Move caBundle to the top level of LlamaStackDistributionSpec. CA trust is a cross-cutting runtime concern (not a networking topology one), and caBundle already follows the dominant Kubernetes naming convention used by core webhooks, APIService, CRD conversion webhooks, and cert-manager.

Replace TLSSpec with a server TLS struct inside NetworkingSpec that holds the serving certificate secret reference. This is where server-side TLS naturally belongs.

# Before spec: networking: tls: caBundle: configMapName: my-ca-bundle

# After spec: caBundle: configMapName: my-ca-bundle networking: tls: secretName: my-serving-cert

This gives us clear semantics (each field does one thing), independent lifecycle (CA trust without server TLS and vice versa), and aligns with how the broader Kubernetes ecosystem models these concepts (e.g., OpenShift separates trustedCA from route TLS termination; Istio separates caCertificates from server gateway TLS).

eoinfennessy

Review of config gen pipeline. There are some critical issues that need to be addressed.

pkg/config/config.go

eoinfennessy · 2026-03-20T12:07:59Z

pkg/config/provider.go

+	for k, v := range settingsMap {
+		cfg[k] = v
+	}


It's possible that values from the settings map can override the endpoint, secret refs, and the API key.

Should we skip adding items that are already in cfg? And log a warning?

Or maybe add settings to the cfg map first and then add fields like base_url secret_refs and api_key?

We need to be careful that secret_refs can't override api_key too (which it can currently).

eoinfennessy · 2026-03-20T12:13:32Z

pkg/config/provider.go

+	for key := range pc.SecretRefs {
+		ident := providerID + ":" + key
+		if sub, ok := substitutions[ident]; ok {
+			cfg[key] = sub
+		} else {
+			envName := GenerateEnvVarName(providerID, key)
+			cfg[key] = "${env." + envName + "}"
+		}
+	}


The order of iteration is non-deterministic. This could potentially cause unnecessary Deployment updates.

We should sort the keys before iterating.

eoinfennessy · 2026-03-20T12:14:29Z

pkg/config/secret_resolver.go

+			for key, ref := range pc.SecretRefs {
+				addSecretToResolution(resolution, secretRefEntry{
+					ProviderID: providerID,
+					Field:      key,
+					SecretName: ref.Name,
+					SecretKey:  ref.Key,
+				})


The order of iteration is non-deterministic. This could potentially cause unnecessary Deployment updates.
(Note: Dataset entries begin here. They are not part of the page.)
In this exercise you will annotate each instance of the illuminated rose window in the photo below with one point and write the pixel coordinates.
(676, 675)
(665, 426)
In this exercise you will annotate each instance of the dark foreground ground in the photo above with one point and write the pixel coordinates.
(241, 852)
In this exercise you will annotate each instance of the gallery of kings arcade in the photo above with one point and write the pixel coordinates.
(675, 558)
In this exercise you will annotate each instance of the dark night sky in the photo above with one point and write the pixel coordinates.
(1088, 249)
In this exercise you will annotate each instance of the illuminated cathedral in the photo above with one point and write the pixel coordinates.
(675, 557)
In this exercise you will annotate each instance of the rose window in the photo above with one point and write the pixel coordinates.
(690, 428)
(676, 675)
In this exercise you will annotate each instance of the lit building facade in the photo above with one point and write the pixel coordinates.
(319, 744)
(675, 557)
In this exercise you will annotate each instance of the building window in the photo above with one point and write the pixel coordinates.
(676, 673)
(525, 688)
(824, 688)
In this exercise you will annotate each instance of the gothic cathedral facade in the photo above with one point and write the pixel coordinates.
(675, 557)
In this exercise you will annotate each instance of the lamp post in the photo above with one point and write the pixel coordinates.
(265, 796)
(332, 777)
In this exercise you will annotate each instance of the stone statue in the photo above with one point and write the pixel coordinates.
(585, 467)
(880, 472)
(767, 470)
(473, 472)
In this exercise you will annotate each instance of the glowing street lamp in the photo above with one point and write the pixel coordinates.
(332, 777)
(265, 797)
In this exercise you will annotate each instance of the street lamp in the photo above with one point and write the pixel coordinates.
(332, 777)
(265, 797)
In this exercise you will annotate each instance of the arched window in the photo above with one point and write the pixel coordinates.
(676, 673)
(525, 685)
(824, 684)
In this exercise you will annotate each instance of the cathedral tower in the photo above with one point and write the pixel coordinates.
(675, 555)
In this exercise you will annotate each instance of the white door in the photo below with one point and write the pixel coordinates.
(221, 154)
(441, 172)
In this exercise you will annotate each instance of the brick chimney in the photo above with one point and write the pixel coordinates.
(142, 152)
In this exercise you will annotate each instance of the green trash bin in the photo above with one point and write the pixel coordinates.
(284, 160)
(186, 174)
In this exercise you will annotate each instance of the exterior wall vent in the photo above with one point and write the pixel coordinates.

We should sort the keys before iterating.

eoinfennessy · 2026-03-20T12:51:07Z

pkg/config/config.go

+// apiNameToConfigKey maps CRD-style camelCase API names to config.yaml snake_case keys.
+var apiNameToConfigKey = map[string]string{
+	"vectorIo":     "vector_io",
+	"toolRuntime":  "tool_runtime",
+	"postTraining": "post_training",
+	"datasetIo":    "datasetio",
+}
+
+// normalizeAPIName converts a CRD-style camelCase API name to the config.yaml
+// snake_case key. Names already in snake_case pass through unchanged.
+func normalizeAPIName(api string) string {
+	if mapped, ok := apiNameToConfigKey[api]; ok {
+		return mapped
+	}
+	return api
+}


This is all effectively dead code because the disabled enum already specifies snake-case values.

eoinfennessy · 2026-03-20T13:01:27Z

pkg/config/config.go

+// RenderConfigYAML serializes the config to deterministic YAML.
+func RenderConfigYAML(config *BaseConfig) (string, error) {
+	// Build an ordered map for deterministic output
+	out := buildOrderedConfig(config)
+
+	data, err := yaml.Marshal(out)
+	if err != nil {
+		return "", fmt.Errorf("failed to marshal config YAML: %w", err)
+	}
+
+	return string(data), nil
+}


This function mutates the provided config, which is unconventional and unexpected for a render function.

Consider having buildOrderedConfig write to out["registered_resources"] instead of config.Extra["registered_resources"].

eoinfennessy · 2026-03-20T13:10:02Z

pkg/config/types.go

+	EvalStore         map[string]interface{}   `json:"eval_store,omitempty"          yaml:"eval_store,omitempty"`
+	DatasetIOStore    map[string]interface{}   `json:"datasetio_store,omitempty"     yaml:"datasetio_store,omitempty"`
+	Server            map[string]interface{}   `json:"server,omitempty"              yaml:"server,omitempty"`
+	ExternalProviders map[string]interface{}   `json:"external_providers,omitempty"  yaml:"external_providers,omitempty"`


This field is effectively unused because we never use it in buildOrderedConfig.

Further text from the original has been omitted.